The Beer Festival of All Beer Festivals
We made a bit of a late call to come to Oktoberfest and since accommodation starts getting booked out about a year in advance, we struggled to find somewhere to stay. With more than enough "sorry but we've been booked for months" email replies, we decided to just rent a station wagon and sleep in the boot. Worked out pretty cheap and not that uncomfortable so it was a good option really. Plus we had a car to cruise round the autobahns in! Not just any car either. A free upgrade from the rental car company saw us kitted out German-style, in a brand new 5 series BMW with leather, sat-nav and a decent engine to boot.
On the first day of the festival we wanted to make sure we had a seat at a good tent, so we got in there not long after 7am. The doors finally opened at 9:30 and it's a minor miracle that no one had to get carted out on a stretcher after the stampede to get in. About 80% of the seats in the good tents are prebooked so it really is a mad dash to secure a table (and we had a big bunch of Kiwis so we needed two). Then, at noon they finally tap the first keg and the place goes nuts. It took about 45 mins before our beer wench managed to get us our first round of one litre steins. After that the beer arrives a bit more easily and the consumption continues long into the night. Well, long into the night if you can make it. For the festival, each brewery serves up a special batch of beer, which is actually stronger than their usual brew!

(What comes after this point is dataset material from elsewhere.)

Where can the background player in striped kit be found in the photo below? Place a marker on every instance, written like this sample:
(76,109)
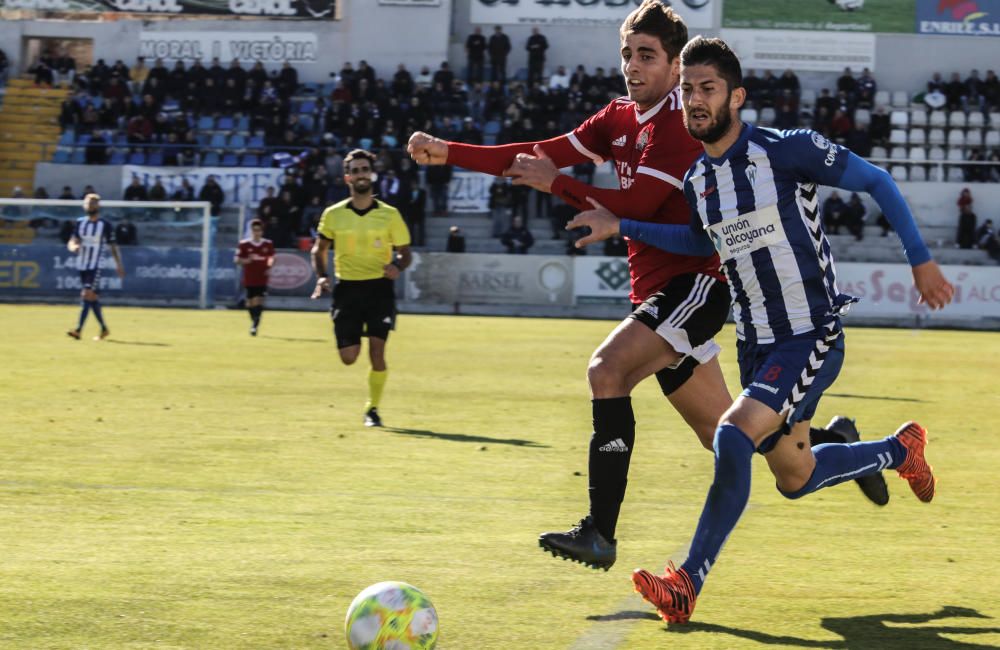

We ended up having two massive days at the festival and also a quiet walk around on our day off. The main tents are massive, seating up to 5,000 people. Over six million litres of beer are consumed over the course of the festival! It really is an impressive sight, especially seeing as it's all temporary. The place is huge and there is a never-ending sea of people (lots in lederhosen too!) jumping on the rides or downing pretzels, beer and bratwurst. Good times.
Dachau
For a bit of a break in between two days of madness at Oktoberfest, we decided to do a bit of sightseeing. So the majority of Sunday was spent beneath a cloudless sky, exploring yet another example of the only species on earth that continually aims to destroy its own kind. Situated northwest of Munich and opened in 1933, the concentration camp at Dachau was one of the first to be opened by the Nazis. It was also one of the first to be liberated by the Allied forces but not for another 12 years.
The list of atrocities committed during its existence is appalling. Prisoners of this camp (and the others that Dachau served as a model for) were malnutritioned and over worked, and that's assuming they were deemed fit enough to work. If not, they were either left to starve to death, given a lethal injection, gassed, shot or otherwise killed. As if that's not bad enough, the unluckiest prisoners of all were used for medical research purposes. The research (which often ended in death) included tests to see how the human body was affected by things like g-force, air pressure and various chemicals. Of the 200,000 prisoners that were housed here, about 35,000 didn't survive (although this was also due to disease outbreaks). Despite having four ovens in their on-site crematorium, they often still had piles of bodies just lying around. They really were killing on a grand scale and yet Dachau was small when compared with Auschwitz.